En nuestras miras tan cortas pedimos frecuentemente a la Santísima Virgen cuchillos y tenedores, esto es, cosas que nos serían perjudiciales, sobre todo cuando se trata de asuntos temporales y materiales. Salta a la vista que nuestra divina Madre no nos concederá estos bienes sino en la estricta medida en que contribuyan a nuestros intereses superiores, santidad y felicidad eternas. ¡Hemos conocido a una persona que, por lo menos en treinta comunidades religiosas distintas, pedía novenas a la Santísima Virgen, persuadida de que ganaría el gordo de la Lotería colonial! Es muy posible que estas súplicas hayan quedado sin respuesta, cuanto más que para esta persona habría sido una verdadera catástrofe obtener lo que pedía. En semejantes casos la Santísima Virgen desvía nuestra oración sobre algún otro favor o gracia que nos será realmente útil y provechoso. ¡Tengámoslo presente en los casos en que nos parezca no ser escuchados!
Y a pesar de todo Ella es Madre, incluso Mamá, y se muestra como tal. Todas las mamás miman un poco a sus hijos. Las regañamos por eso, ellas prometen corregirse y… vuelven a las andadas en la primera ocasión. Nuestra Madre del cielo es mil veces más madre que las de la tierra. Tampoco Ella puede evitar mimar un poco a sus hijos, en el sentido de que a menudo nos hará experimentar su intervención materna en los más humildes detalles de la vida, lo cual no le impide para nada ser también la Mujer fuerte, que da a sus hijos una educación viril y los forma a imagen de su Jesús crucificado.
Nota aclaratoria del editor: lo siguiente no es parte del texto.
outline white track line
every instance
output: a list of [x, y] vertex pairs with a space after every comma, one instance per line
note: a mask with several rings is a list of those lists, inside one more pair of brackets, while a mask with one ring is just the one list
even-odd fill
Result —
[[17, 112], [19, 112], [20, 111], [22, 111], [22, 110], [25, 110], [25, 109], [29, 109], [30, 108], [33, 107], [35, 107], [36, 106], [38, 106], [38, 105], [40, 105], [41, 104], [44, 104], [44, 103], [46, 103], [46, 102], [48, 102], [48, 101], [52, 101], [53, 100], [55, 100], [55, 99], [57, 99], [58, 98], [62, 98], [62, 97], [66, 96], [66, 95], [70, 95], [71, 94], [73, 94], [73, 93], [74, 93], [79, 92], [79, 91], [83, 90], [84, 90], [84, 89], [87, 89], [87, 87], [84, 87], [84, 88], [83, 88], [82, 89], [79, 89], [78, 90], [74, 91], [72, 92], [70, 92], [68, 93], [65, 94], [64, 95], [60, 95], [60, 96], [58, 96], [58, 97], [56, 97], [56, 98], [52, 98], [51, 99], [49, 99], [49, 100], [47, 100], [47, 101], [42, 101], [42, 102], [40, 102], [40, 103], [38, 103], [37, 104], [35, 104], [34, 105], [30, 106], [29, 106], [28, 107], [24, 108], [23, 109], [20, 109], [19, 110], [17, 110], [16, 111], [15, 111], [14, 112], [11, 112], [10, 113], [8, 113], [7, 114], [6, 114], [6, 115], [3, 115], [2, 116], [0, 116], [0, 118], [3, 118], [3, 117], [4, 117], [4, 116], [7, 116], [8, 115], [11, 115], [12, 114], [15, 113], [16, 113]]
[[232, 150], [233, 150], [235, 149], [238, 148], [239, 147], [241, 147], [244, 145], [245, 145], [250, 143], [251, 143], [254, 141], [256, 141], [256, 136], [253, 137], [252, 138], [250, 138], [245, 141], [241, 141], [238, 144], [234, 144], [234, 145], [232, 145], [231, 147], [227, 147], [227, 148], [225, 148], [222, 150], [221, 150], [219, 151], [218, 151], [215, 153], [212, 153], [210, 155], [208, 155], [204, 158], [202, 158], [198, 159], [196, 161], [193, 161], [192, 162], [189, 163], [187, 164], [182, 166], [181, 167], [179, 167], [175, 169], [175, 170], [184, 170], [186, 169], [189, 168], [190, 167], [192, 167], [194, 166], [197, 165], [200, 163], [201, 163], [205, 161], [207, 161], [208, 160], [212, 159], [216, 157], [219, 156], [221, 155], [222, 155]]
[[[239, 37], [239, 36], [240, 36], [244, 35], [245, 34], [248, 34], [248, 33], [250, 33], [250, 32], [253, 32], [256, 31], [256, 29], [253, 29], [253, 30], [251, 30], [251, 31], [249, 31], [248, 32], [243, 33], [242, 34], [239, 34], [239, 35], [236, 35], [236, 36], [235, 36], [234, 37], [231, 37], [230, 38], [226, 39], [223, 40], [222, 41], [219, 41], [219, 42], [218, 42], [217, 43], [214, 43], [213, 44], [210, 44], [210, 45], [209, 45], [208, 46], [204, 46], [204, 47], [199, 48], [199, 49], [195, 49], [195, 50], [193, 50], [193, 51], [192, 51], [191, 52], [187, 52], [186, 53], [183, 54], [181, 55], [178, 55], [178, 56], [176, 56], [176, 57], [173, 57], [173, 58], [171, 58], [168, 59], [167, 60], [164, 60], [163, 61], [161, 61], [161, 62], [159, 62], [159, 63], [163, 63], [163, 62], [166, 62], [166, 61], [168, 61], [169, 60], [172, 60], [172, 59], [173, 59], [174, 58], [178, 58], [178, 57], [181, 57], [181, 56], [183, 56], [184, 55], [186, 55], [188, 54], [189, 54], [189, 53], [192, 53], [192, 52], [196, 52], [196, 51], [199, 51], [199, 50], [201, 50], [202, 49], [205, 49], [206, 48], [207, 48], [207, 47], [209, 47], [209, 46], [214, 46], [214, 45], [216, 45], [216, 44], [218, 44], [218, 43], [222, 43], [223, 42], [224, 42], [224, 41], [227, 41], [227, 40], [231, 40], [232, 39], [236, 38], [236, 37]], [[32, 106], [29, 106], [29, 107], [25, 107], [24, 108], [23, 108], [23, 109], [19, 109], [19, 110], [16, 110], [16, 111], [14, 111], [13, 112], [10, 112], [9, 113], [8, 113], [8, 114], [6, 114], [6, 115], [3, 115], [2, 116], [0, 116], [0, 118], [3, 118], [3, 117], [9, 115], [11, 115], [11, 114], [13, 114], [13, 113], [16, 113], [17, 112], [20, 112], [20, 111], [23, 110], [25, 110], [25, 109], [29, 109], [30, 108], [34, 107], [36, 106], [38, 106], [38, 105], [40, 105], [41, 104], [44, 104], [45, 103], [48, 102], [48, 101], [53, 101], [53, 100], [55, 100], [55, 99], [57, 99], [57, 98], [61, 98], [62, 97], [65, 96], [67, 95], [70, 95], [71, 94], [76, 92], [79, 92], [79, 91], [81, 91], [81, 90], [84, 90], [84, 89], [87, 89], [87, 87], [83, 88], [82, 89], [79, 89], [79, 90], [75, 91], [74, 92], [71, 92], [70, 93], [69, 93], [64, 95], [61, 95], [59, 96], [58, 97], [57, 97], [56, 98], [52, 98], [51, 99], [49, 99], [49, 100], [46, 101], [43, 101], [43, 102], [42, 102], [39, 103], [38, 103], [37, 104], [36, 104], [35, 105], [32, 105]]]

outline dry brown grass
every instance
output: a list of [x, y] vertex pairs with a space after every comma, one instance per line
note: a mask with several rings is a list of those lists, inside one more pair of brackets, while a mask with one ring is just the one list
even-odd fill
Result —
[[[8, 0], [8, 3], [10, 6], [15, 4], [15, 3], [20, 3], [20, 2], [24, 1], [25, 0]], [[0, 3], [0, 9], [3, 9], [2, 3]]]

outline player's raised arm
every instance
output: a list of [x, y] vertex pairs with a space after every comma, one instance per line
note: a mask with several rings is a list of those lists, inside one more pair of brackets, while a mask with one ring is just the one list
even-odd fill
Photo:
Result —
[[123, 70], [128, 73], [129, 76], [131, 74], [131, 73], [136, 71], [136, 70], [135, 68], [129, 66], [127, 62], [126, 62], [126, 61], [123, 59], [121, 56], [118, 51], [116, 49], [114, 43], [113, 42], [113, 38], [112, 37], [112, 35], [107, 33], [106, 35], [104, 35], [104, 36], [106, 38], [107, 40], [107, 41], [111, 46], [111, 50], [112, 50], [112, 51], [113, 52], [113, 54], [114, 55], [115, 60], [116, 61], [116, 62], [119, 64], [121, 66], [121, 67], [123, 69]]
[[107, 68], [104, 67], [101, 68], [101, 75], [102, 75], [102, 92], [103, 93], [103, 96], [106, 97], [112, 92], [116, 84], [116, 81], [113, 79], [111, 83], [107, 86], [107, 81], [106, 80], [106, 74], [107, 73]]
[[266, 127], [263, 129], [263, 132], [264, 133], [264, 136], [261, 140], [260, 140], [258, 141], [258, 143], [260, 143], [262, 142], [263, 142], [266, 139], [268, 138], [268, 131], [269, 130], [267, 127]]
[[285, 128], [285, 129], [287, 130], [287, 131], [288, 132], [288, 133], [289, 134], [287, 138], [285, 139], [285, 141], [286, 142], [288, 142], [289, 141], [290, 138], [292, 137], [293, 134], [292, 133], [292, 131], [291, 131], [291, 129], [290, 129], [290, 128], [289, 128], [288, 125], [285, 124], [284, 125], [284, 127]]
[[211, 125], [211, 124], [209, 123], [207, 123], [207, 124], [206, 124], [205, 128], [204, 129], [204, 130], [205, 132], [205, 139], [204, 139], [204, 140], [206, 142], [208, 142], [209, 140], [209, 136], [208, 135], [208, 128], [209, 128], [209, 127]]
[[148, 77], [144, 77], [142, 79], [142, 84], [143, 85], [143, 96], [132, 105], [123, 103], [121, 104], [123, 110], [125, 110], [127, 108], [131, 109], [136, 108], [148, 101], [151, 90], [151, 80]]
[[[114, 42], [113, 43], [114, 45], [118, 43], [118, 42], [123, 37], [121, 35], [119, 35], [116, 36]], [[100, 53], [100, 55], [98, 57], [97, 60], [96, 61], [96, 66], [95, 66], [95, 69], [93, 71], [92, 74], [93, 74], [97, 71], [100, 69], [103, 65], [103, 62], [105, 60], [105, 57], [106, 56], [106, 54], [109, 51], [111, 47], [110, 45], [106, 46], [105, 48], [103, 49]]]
3º Una cosa más: ¡Abramos los ojos! A veces nos sucede que, en un momento de apuro, de dificultad y de pena nos dirigimos a Ella. La dificultad se resuelve, la indisposición desaparece, la paz del hogar se restablece, el ánimo nos vuelve, etc. Pero todo esto se realiza habitualmente por medios naturales e intervenciones humanas; y nosotros no somos lo suficientemente clarividentes para reconocer la mano de nuestra divina Madre detrás de las influencias humanas y naturales. Ella es quien dispuso las circunstancias que nos han permitido tener este encuentro, hecho descubrir este remedio, puesto ante los ojos esta página reconfortante, colocado en los labios de un sacerdote esta palabra que da luz y consuelo. Hemos sido escuchados, Ella es quien nos ha escuchado, y nosotros ni siquiera nos hemos dado cuenta de ello. Miles de beneficios de la Mediadora de todas las gracias pasan así desapercibidos de sus hijos. Por eso, una vez más: ¡Abramos los ojos del alma para discernir en nuestra vida su actividad materna beneficiosa, que se ejerce sin cesar sobre nosotros!
¡Ojalá recurramos sin cesar a su influencia poderosísima, incluso en las más mínimas dificultades que se nos presentan; pero ojalá elevemos también hacia Ella una mirada de alegre agradecimiento cuando nuestras oraciones hayan sido oídas!
A los niñitos se les enseña a no aceptar nunca nada de la mamá sin decir: «¡Gracias, mamá!». Acostumbrémonos también nosotros, como hijos bien educados y agradecidos, a decir a Nuestra Señora por cada beneficio concedido: «¡Gracias, mi buena Madre!».
Y si a veces llegáramos a olvidarnos de este deber elemental —y a causa de nuestras miras cortas y de nuestro espíritu limitado es imposible que no sea así—, consolémonos con el pensamiento de que nuestra eternidad será una jubilosa e interminable acción de gracias a Dios, autor de todo don, y a su divina Madre, dispensadora generosa de todos sus favores.